The Hill Country Chapter of the Texas Master Naturalists are now accepting applications for the class of 2016. The mission of the Texas Master Naturalist program is to develop a corps of well-informed volunteers to provide education, outreach, and service dedicated to the beneficial management of natural resources and natural areas within their communities for the State of Texas.
Why become a Texas Master Naturalist?
This year’s 2016 Class Director Diana Armbrust shares her transformation and learning curve from managing a manicured Houston home with St Augustine grass to living on some Hill Country property with native grasses, plants and trees.
I lived in Houston for over 35 years. My yard was lovely. The St. Augustine lawn was manicured and tightly edged, rectangular ligustrum hedges provided privacy, Asiatic jasmine covered the ground beneath live oak trees where grass would not grow, and dozens of pink and white and purple hybrid azaleas bloomed every spring. The yard was labor, water, fertilizer, and herbicide intensive… and it was beautiful.
My husband and I retired to the Hill country to 43 overgrazed acres. My husband and I did not want to worry about livestock so we converted our agricultural tax valuation to a wildlife management valuation. Then we got to work. We hired a crew with a bulldozer to remove cedar and mesquite as well as the willow baccharis that lined the edges of our creek. We dug gravel out of the creek bed to construct a road. We scraped soil from the field to use as a pad for our new house. We killed 20 acres of Bermuda grass with herbicide. My husband and I joked that our property was like a nuclear waste site because we never saw a bird. Are you cringing yet?
With the first flood, our creek severely eroded. In the spring our fields exploded with wildflowers, but thistles and broom weed and croton soon followed. The only good thing we had done was to cut down a Chinese tallow tree.
Our plan to magically re-create our “ideal” Hill Country landscape, applying techniques that we had used to manage our Houston urban landscape, had gone tragically awry. When we bought our property it had already suffered from decades of abuse. Through our “best intentions” we compounded that abuse in just a few months with a bulldozer crew. Now, I realized I had to figure out how to repair the damage. I needed to learn about the land! Better late than never, I hoped.
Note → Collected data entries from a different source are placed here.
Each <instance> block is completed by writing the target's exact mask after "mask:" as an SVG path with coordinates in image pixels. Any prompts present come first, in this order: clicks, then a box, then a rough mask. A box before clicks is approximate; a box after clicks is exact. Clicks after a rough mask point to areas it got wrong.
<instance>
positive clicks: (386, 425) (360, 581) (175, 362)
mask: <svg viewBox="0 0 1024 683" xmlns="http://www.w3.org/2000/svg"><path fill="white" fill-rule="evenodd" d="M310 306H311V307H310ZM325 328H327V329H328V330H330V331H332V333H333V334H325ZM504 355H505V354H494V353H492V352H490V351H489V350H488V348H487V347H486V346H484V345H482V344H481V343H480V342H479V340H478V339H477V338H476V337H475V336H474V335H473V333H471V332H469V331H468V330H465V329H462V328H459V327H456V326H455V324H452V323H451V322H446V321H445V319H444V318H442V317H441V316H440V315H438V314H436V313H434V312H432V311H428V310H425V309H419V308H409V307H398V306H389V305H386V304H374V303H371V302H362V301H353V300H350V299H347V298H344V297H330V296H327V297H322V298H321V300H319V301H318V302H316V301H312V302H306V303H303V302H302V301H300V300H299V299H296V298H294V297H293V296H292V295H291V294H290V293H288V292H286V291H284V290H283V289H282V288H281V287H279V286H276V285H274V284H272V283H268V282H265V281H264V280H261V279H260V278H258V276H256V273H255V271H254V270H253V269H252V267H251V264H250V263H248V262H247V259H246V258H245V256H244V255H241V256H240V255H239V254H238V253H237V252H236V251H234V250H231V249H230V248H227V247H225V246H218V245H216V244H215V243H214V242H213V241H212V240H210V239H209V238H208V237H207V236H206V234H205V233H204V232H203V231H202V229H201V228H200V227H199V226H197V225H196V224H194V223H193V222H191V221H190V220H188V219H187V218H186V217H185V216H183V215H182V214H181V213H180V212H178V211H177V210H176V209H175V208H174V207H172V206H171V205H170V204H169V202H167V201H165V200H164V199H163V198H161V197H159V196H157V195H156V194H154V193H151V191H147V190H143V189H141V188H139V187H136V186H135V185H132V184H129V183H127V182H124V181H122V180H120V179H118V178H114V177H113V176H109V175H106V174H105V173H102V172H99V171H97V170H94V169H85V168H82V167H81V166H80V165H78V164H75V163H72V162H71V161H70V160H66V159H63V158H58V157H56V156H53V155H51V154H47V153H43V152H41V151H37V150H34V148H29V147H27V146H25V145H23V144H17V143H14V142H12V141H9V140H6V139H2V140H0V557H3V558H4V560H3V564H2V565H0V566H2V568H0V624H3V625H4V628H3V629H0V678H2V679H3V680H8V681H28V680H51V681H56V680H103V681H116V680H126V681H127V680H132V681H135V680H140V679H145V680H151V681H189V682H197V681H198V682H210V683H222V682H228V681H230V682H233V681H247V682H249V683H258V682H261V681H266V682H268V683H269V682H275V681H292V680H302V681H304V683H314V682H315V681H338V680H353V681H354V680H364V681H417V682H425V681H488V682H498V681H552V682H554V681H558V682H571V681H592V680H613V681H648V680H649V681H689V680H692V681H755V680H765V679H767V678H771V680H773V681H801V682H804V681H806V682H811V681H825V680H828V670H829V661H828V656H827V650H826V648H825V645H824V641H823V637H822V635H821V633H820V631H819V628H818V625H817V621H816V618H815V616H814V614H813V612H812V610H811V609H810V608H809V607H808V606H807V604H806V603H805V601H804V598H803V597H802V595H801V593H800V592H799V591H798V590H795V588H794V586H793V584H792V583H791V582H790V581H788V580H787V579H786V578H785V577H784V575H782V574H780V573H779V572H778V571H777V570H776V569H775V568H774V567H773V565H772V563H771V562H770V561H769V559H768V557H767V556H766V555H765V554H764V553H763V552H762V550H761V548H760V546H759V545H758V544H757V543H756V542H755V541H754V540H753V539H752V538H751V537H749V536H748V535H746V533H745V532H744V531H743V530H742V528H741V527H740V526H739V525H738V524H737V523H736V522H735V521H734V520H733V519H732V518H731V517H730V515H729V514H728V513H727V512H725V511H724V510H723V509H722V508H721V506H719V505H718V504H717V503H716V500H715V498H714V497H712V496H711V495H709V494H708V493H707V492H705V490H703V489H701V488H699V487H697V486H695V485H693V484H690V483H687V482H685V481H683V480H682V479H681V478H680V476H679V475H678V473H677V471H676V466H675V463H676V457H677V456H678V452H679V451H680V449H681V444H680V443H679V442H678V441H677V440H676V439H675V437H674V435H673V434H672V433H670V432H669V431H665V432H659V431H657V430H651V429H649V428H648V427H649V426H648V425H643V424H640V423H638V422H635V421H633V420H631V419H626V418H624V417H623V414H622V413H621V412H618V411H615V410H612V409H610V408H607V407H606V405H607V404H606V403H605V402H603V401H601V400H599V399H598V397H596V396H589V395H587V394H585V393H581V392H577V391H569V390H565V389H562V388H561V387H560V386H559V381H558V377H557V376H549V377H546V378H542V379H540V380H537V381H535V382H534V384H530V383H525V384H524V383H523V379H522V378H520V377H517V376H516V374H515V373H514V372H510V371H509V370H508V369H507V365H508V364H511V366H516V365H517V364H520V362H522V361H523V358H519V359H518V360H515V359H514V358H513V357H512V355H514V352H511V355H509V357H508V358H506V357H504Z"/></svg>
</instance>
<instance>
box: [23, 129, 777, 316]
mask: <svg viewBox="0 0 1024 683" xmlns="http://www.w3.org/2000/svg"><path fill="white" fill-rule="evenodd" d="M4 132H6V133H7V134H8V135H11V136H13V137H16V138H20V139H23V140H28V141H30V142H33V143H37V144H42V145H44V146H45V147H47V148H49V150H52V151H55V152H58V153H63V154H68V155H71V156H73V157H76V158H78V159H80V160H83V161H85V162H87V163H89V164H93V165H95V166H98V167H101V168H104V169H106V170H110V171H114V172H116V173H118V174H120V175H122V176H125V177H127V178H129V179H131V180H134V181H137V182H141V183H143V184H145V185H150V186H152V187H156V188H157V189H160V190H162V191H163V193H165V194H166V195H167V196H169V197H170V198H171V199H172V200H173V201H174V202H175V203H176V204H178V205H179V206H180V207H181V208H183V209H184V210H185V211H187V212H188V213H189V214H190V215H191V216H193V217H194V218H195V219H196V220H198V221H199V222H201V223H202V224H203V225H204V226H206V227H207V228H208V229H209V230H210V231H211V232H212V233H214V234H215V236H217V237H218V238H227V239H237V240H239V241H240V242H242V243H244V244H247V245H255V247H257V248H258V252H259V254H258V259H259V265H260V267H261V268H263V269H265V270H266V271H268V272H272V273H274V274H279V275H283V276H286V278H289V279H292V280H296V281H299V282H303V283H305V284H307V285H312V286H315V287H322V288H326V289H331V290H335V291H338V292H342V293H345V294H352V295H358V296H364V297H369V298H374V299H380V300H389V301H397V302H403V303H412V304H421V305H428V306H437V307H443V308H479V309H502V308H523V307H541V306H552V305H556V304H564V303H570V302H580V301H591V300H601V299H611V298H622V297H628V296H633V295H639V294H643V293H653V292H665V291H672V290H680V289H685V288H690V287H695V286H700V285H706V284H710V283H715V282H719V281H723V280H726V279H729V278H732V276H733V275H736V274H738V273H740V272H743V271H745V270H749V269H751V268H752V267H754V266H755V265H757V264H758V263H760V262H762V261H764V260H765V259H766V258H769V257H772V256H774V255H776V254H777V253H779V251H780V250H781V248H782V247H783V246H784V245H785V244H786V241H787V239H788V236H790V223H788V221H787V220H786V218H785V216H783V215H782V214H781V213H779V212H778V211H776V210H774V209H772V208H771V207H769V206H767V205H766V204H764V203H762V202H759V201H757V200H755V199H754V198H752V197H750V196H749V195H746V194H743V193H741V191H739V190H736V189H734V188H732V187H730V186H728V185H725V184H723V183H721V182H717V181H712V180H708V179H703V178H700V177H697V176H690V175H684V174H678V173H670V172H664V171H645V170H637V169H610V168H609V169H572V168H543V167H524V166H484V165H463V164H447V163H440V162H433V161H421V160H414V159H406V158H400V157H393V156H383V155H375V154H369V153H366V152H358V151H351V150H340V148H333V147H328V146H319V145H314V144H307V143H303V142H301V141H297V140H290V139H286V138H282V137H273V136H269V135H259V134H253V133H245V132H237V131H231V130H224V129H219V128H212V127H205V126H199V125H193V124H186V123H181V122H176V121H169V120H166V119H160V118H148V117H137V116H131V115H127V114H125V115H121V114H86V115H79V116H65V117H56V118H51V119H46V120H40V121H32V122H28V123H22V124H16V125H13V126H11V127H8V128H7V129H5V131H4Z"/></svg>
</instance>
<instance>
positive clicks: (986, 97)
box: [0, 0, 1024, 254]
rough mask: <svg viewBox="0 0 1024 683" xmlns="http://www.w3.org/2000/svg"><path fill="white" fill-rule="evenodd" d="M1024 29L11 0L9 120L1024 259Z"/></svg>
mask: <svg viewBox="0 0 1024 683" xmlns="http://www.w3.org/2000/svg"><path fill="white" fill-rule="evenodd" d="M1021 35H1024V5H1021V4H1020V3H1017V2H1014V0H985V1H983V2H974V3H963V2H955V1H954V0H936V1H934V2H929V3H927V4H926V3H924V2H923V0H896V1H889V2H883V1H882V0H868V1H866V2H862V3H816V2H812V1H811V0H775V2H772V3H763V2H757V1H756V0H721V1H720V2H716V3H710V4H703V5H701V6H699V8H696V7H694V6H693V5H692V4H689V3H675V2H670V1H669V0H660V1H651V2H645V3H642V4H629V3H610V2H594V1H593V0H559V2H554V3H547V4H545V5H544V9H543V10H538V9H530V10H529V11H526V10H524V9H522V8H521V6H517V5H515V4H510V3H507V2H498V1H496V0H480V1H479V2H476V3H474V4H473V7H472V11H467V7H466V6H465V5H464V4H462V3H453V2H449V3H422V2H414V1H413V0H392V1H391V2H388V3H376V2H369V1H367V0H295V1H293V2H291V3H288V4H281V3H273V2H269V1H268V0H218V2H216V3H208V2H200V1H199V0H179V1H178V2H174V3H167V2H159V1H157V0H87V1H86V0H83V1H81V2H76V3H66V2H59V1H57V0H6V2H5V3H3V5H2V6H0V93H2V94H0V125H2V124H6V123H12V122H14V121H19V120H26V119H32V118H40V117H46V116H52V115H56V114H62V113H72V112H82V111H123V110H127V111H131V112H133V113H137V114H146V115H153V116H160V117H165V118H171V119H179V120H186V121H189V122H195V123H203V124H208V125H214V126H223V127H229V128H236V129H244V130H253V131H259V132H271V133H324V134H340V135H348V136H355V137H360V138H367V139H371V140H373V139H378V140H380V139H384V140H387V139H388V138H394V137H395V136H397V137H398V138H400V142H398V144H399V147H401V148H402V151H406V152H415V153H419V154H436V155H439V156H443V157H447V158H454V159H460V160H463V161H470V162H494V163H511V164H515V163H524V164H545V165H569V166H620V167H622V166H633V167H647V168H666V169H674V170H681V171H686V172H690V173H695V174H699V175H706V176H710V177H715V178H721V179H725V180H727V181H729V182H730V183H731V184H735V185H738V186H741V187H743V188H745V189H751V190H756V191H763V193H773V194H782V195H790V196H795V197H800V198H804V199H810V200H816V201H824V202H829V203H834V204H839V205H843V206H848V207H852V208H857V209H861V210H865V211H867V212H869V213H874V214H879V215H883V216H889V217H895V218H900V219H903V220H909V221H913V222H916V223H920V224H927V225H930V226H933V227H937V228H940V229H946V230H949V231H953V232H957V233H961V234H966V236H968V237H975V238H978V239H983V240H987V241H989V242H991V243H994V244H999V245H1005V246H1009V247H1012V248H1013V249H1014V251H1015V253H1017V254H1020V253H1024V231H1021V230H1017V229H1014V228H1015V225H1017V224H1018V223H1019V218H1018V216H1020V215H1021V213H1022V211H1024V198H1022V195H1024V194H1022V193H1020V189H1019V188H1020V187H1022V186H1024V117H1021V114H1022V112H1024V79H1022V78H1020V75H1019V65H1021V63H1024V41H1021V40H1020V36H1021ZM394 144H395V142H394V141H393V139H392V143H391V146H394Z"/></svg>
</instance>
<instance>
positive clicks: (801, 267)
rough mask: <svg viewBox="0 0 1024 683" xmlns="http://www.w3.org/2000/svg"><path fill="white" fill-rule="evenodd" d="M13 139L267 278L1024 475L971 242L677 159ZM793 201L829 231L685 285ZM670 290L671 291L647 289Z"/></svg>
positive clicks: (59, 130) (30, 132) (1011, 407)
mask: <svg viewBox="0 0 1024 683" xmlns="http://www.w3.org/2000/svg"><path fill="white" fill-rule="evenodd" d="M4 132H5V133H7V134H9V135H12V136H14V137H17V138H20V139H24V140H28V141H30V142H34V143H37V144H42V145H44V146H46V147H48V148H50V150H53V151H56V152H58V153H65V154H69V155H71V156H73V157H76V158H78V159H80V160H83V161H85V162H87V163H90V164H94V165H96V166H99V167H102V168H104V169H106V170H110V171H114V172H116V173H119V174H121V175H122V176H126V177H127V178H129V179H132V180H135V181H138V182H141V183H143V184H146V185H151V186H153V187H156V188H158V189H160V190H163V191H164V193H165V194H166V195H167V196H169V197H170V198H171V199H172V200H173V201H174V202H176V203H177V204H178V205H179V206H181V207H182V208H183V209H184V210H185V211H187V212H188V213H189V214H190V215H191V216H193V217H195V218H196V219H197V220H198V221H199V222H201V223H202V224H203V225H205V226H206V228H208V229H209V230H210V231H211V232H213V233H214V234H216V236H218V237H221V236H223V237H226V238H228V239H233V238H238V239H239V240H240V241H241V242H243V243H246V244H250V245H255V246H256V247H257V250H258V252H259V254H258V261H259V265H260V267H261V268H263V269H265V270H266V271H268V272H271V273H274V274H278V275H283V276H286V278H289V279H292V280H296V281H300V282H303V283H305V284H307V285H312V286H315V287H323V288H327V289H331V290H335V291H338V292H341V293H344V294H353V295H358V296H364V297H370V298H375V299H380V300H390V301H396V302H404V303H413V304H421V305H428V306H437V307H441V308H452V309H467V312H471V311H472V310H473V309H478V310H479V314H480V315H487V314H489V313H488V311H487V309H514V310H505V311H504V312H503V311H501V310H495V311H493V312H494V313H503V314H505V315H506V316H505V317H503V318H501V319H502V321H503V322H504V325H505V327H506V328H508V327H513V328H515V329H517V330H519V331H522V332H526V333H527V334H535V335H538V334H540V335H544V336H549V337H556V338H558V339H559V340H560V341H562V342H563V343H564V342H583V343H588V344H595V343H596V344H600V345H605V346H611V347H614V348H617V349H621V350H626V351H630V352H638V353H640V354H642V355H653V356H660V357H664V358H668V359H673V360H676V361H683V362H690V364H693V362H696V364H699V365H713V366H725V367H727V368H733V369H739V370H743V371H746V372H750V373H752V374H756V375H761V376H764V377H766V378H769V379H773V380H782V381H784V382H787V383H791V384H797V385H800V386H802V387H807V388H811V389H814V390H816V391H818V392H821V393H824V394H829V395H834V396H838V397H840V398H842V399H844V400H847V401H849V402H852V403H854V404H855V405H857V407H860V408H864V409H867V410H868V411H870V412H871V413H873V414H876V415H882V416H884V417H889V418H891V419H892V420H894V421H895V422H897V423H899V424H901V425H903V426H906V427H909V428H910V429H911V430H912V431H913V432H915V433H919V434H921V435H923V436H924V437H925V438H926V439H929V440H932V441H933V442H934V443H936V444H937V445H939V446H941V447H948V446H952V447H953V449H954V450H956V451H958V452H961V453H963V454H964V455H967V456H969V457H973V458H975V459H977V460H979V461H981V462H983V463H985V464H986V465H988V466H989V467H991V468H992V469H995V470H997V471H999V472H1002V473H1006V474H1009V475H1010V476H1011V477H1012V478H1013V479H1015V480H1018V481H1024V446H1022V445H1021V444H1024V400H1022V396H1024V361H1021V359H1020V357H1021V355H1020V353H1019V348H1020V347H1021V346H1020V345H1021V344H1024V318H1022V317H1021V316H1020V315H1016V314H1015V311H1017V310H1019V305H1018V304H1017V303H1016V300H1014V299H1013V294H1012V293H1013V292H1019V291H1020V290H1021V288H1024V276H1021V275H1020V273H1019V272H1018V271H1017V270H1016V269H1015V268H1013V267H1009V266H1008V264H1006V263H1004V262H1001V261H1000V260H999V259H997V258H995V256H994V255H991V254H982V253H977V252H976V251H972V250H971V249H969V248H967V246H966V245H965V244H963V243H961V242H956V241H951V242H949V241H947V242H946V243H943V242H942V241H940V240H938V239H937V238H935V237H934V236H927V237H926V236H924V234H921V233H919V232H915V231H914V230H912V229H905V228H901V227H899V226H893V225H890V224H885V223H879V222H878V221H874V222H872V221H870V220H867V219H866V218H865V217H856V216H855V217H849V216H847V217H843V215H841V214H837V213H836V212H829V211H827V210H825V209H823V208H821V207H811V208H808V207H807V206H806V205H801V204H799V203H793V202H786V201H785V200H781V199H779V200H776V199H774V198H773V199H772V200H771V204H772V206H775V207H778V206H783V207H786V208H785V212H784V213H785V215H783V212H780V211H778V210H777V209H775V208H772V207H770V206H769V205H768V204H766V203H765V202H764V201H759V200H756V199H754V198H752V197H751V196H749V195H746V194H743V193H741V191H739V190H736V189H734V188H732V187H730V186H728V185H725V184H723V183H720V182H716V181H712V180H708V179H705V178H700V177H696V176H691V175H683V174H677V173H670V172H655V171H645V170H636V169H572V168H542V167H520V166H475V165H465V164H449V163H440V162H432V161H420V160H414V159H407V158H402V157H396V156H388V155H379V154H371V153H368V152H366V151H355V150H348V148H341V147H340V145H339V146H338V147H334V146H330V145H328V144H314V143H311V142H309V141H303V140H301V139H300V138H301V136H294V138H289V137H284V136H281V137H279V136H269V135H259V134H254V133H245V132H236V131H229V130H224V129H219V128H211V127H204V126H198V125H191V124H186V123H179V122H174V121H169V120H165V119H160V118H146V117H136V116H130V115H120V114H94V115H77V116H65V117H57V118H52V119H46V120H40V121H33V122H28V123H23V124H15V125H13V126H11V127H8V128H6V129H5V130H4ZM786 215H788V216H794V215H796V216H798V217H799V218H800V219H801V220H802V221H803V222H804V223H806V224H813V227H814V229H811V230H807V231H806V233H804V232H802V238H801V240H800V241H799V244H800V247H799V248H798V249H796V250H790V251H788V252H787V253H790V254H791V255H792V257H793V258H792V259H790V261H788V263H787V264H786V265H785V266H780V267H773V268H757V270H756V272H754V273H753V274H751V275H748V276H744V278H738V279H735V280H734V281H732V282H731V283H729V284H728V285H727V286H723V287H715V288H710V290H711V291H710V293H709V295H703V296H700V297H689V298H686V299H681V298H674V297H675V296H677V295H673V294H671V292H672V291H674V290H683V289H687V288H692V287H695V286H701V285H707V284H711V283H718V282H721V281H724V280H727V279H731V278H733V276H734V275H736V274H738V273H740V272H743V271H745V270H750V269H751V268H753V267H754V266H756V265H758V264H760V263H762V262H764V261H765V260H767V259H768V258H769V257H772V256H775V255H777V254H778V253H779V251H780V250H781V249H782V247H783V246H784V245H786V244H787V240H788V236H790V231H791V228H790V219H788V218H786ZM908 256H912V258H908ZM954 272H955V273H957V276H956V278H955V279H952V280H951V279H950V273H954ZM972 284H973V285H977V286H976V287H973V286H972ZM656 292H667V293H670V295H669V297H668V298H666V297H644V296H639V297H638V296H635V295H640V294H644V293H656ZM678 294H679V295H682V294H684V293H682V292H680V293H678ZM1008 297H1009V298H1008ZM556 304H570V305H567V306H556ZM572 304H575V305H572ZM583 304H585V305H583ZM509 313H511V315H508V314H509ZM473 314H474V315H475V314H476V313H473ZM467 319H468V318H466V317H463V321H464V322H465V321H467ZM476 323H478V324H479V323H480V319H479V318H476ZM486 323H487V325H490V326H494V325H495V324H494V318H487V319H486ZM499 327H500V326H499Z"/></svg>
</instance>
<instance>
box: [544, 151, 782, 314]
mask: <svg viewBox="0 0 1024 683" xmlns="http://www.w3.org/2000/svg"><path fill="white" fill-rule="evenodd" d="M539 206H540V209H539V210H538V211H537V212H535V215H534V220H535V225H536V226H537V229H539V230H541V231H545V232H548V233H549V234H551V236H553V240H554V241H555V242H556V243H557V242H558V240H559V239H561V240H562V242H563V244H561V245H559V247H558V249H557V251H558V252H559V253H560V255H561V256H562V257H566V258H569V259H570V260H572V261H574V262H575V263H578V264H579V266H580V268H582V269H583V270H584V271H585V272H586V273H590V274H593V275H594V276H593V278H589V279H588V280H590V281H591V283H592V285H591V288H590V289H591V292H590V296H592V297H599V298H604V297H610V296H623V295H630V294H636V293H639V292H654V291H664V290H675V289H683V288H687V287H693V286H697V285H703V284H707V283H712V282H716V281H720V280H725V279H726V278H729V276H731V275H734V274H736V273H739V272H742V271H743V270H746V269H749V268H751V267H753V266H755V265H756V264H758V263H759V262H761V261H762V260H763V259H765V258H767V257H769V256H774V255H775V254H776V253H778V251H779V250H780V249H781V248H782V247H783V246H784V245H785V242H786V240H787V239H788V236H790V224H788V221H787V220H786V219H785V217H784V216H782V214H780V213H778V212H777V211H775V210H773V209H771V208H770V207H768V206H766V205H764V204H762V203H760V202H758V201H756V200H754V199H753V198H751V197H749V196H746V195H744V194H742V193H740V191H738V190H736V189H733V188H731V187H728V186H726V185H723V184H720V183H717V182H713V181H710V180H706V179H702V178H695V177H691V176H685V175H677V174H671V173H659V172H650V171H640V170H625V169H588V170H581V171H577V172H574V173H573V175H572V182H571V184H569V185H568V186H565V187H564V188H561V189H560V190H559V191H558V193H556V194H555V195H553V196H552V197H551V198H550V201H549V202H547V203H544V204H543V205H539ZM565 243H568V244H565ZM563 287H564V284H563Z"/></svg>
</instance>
I applied to become a member of the 2015 Hill Country Master Naturalist class! That was the best thing I could possibly have done. Never, EVER could I have imagined the knowledge I would gain from the Master Naturalist class. The lecturers and presentations were more engaging and more instructive than any I had ever had, even in graduate school. I not only learned about land management and the flora and fauna of the Hill Country, but geology, hydrology, history, even the ecology of darkness.
Field trips to Kerr Wildlife Management Area; Selah, Bamberger Ranch; and the amazing Canyon Gorge brought classroom studies to life. The scope of information was outstanding and the opportunity to continue to learn through advanced training programs is endless.
As a very pleasant and unanticipated side effect, I made new Hill Country friends. Many of my classmates and I were walking in the same uncharted territory about land restoration, so it wasn’t even too embarrassing to share the horror stories of my mistakes. The privilege of sharing our knowledge, contributing to research, and improving the natural world around us through volunteering is, of course, the primary purpose of a Texas Master Naturalist.